Consider the simple functions below that adds numeric arguments together.  They are constructed in two ways.  The first is by using a tuple to group the two arguments together.  It looks very similar to the syntax from other languages such as C#.  In the second declaration, the arguments are separated by spaces.

// The arguments are grouped using a tuple.
let add1(x, y) = x + y

// The arguments are listed separately.
let add2 x y = x + y

I initially thought that the signatures of the two functions were the same:  int -> int –> int; however that isn’t the case.  The signature for the first is:  int * int –> int with a tuple being passed as the single argument.  So the tuple syntax is more than just another way of doing the same thing.  A tuple is actually created, and it’s arguments are passed to the function body.  I discovered this by trying to interchange the two styles when calling the methods.  This left me scratching my head trying to figure out where the syntax problem was.

The snippet below from the F# Interactive Window shows an attempt to call the add1 function without using the tuple syntax.

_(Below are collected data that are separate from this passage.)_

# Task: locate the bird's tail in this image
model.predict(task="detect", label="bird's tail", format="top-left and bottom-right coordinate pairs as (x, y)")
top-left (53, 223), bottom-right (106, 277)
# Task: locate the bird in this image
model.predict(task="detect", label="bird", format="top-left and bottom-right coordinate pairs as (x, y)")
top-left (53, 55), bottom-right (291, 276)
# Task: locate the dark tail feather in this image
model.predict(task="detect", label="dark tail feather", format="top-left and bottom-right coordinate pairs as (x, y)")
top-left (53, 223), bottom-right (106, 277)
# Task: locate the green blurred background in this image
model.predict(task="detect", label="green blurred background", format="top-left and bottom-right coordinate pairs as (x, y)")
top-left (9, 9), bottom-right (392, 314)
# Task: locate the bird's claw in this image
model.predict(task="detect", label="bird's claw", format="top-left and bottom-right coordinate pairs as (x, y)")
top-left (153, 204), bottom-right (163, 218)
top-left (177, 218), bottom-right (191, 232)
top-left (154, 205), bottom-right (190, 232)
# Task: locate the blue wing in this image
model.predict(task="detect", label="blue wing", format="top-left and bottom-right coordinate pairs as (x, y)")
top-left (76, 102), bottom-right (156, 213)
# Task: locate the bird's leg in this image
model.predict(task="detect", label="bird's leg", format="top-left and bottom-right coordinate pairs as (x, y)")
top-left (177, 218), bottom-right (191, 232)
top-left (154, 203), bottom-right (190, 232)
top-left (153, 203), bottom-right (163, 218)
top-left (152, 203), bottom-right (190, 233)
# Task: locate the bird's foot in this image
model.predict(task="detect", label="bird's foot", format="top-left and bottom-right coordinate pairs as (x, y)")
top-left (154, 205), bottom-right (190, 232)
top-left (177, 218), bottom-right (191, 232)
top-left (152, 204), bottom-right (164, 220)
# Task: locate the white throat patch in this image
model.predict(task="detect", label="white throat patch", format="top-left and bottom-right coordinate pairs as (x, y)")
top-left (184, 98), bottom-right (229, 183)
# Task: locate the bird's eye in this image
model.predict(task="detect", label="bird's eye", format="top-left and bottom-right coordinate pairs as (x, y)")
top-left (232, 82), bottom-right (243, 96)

Notice the error message.

> let add1(x, y) = x + y;;

val add1 : int * int -> int

> add1 3 4;;
  add1 3 4;;

stdin(2,1): error FS0003: This value is not a function and cannot be applied

Using the tuple syntax, no error is thrown, and the expected result is returned.  You can even create a tuple value using the let binding and pass it in.

> add1(3, 4);; 
val it : int = 7
> let args = (3, 4);;

val args : int * int = (3, 4)

> add1 args;; 
val it : int = 7

Conversely, when the function is declared without the tuple syntax, its calling sites cannot use the tuple syntax.

> let add2 x y = x + y;;

val add2 : int -> int -> int

> add2(3, 4);;
  add2(3, 4);;

stdin(5,6): error FS0001: This expression was expected to have type
but here has type
    'a * 'b
> add2 3 4;; 

val it : int = 7

Because the tuple syntax resembles how you would create a method in C#, I thought it was simply another way of declaring a function with multiple arguments, but that’s not the case.  It creates a function with a single argument, a tuple, which has multiple values.

Which way is preferred?  Well, that depends on the situation.  If the two arguments are related in some way, then grouping them as a tuple makes sense.  If they are unrelated, then the space delimited syntax would be better so callers could take advantage of partial function application and other functional language features.